L’approche prudente des élus est en phase avec l’opinion publique. La société civile libérienne s’est en effet majoritairement opposée aux projets, reprochant à Robert Sirleaf, le fils de la Présidente et patron de la NOCAL, d’avoir poussé les sénateurs à les adopter.
Silas Siakor, Directeur du Sustainable Development Institute, une ONG libérienne qui fait campagne en faveur de l’exploitation judicieuse des ressources naturelles, estime que « M. Sirleaf et ses collègues de la NOCĄL étaient totalement opposés à l’idée d’une contribution des citoyens [au projet de loi]. » Aculé, M. Sirleaf a démissionné de son poste de directeur de la NOCAL et de celui de conseiller de la Présidente.
Les élus et la société civile ont donc remporté la bataille en poussant le gouvernement à rouvrir un processus d’élaboration de la législation pétrolière.
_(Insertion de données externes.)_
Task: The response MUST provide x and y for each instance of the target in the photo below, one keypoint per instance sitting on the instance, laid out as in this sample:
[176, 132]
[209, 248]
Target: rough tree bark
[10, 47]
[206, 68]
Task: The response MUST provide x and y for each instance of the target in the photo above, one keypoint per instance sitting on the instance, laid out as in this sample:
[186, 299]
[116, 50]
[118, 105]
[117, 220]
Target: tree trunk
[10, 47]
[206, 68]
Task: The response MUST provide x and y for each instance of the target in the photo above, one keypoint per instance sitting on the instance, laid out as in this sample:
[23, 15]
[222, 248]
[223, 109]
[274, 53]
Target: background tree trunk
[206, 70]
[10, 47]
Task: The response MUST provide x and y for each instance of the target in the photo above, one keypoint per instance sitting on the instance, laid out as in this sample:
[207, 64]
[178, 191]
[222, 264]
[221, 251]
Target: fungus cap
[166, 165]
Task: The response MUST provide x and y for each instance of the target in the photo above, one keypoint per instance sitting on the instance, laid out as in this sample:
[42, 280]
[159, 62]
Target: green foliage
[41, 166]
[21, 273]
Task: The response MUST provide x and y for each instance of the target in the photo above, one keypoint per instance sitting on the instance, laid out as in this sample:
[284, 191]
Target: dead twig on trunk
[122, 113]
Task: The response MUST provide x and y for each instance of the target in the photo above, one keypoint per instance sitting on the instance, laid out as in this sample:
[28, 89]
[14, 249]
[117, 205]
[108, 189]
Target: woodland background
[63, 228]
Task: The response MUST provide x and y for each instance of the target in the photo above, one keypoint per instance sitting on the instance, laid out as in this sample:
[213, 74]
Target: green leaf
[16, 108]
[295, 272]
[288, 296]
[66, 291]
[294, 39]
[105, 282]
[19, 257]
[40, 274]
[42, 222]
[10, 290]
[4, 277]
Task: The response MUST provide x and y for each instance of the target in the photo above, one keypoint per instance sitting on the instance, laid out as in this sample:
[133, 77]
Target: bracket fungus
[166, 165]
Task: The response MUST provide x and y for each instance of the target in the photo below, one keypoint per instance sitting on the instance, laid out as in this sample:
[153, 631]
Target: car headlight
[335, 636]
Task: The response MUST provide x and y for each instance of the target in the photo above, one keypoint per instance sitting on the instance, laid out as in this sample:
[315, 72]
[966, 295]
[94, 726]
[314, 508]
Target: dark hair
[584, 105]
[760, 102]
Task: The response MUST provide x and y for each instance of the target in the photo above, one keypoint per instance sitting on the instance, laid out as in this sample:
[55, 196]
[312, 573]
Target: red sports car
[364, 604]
Le gouvernement a aussi lancé une campagne d’explication des projets de loi en question. Un des principaux points d’achoppement concerne l’allocation de 5 % des recettes pétrolières à des projets sociaux. Pendant la campagne, à Saniquellie dans le comté de Nimba, les citoyens ont exigé que cette allocation soit fixée à 10 % au minimum.
Ils ont également refusé d’accorder à la Présidente le pouvoir de nommer les dirigeants de la NOCAL, préférant que cette prérogative soit dévolue aux membres du Parlement. Ils ont encore exigé que les compagnies pétrolières soient tenues de mettre en place une raffinerie de pétrole dans le pays afin de créer des emplois.
Les analystes estiment que le gouvernement prendra sans doute en compte ces nombreux avis. Global Witness, une ONG qui milite pour plus de transparence dans la gestion des ressources naturelles, affirme que le Libéria a besoin de politiques appropriées. Le secteur pétrolier libérien pourrait devenir « l’un des secteurs les mieux gérés du continent et même du monde », estime l’ONG.